El trabajo se realizó en modelos animales y en tejidos cardíacos humanos. La investigación muestra que la carga mecánica, entendida como la presión y el estiramiento rítmico presentes en cada contracción del corazón, limita la proliferación de células tumorales. Cuando el esfuerzo del tejido disminuye o se mantiene bajo, las mismas células que antes permanecían controladas comienzan a multiplicarse más rápidamente.
El equipo internacional inyectó diferentes tipos de células cancerosas en corazones de ratón sometidos a carga normal y en otros sometidos a un esfuerzo mecánico menor. En los corazones que latían con normalidad, los tumores apenas crecieron. En cambio, cuando el tejido presentó poca tensión, las masas tumorales ocuparon una superficie significativamente mayor.

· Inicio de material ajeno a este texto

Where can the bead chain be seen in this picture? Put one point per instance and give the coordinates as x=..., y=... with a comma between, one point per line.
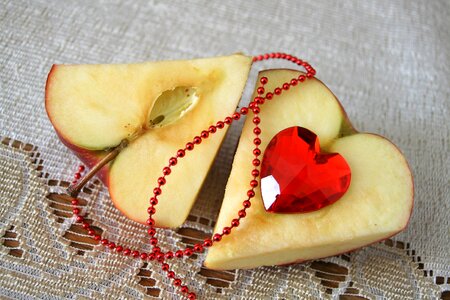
x=157, y=254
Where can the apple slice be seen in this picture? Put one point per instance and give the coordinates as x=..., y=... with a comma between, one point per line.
x=154, y=109
x=376, y=206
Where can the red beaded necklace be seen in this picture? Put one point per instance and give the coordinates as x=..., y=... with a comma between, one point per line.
x=163, y=257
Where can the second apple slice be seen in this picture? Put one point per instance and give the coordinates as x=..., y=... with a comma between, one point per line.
x=377, y=204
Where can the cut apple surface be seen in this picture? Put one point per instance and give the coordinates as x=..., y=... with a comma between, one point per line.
x=157, y=107
x=377, y=204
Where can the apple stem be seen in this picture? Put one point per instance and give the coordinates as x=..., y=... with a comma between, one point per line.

Resultados similares se observaron en tejidos cardíacos humanos cultivados en laboratorio, estimulados para contraerse de manera rítmica. Los fragmentos que “latían” mostraron una división celular mucho menor que la de los que permanecieron estáticos.
El análisis molecular aportó más pistas. Bajo tensión mecánica, las células malignas modificaron la forma de sus núcleos y compactaron su ADN con mayor intensidad. La actividad de los genes relacionados con el crecimiento y la división celular se redujo notablemente. Entre los actores clave, destacó la proteína Nesprin-2, encargada de conectar el núcleo con el esqueleto interno de la célula y de transmitir las fuerzas físicas al material genético. Cuando los científicos desactivaron Nesprin-2, las células tumorales dejaron de percibir el esfuerzo del latido cardíaco y recuperaron su capacidad de crecer, incluso en un corazón en pleno movimiento.
Mientras el corazón parece protegido por su propio movimiento, el resto del organismo no cuenta con una defensa equivalente. En México, el cáncer es una de las principales causas de muerte y representa una carga considerable para las familias y el sistema de salud. De acuerdo con el Instituto Nacional de Estadística y Geografía, en 2024 se registraron más de 95 mil defunciones por tumores malignos en el país, lo que sitúa al cáncer entre las tres principales causas de mortalidad. La mayor parte de estas muertes se relaciona con de mama, próstata, colon, hígado y pulmón, que concentran la mayoría de losfallecimientos por cáncer en la población adulta.
En las bases de datos de mortalidad, los tumores primarios del corazón se registran como eventos excepcionales, lo cual coincide con la rareza observada en registros internacionales y en modelos experimentales. La pregunta ya no se centra solo en por qué ciertos órganos desarrollan cáncer, sino también en qué hace que otros tejidos resulten tan poco “hospitalarios” para las células malignas. El corazón se perfila como el ejemplo más extremo de esta resistencia.
El hallazgo no significa que podamos curar el cáncer únicamente a través del movimiento o la actividad física. Sin embargo, abre una vía innovadora para diseñar tratamientos complementarios. El grupo de investigación ya prueba dispositivos que comprimen rítmicamente tumores superficiales para imitar la carga mecánica del corazón y evaluar si esa estrategia limita su crecimiento. En paralelo, se exploran medicamentos que activen las mismas vías celulares que se activan cuando el tejido está sometido a tensión. El objetivo consiste en reproducir el efecto protector del latido mediante intervenciones farmacológicas o tecnológicas bien controladas.
Para un país como México, donde el cáncer ocasiona decenas de miles de defunciones cada año, este tipo de estudios refuerza la necesidad de invertir en investigación traslacional que vincule cardiología, oncología, bioingeniería y salud pública. Comprender cómo un órgano logra mantenerse casi libre de tumores puede inspirar nuevas terapias menos tóxicas y más eficaces para las y los pacientes. El corazón, durante mucho tiempo símbolo de la vida y las emociones, se revela ahora también como aliado silencioso en la lucha contra el cáncer y como modelo para repensar la manera en que enfrentamos esta enfermedad.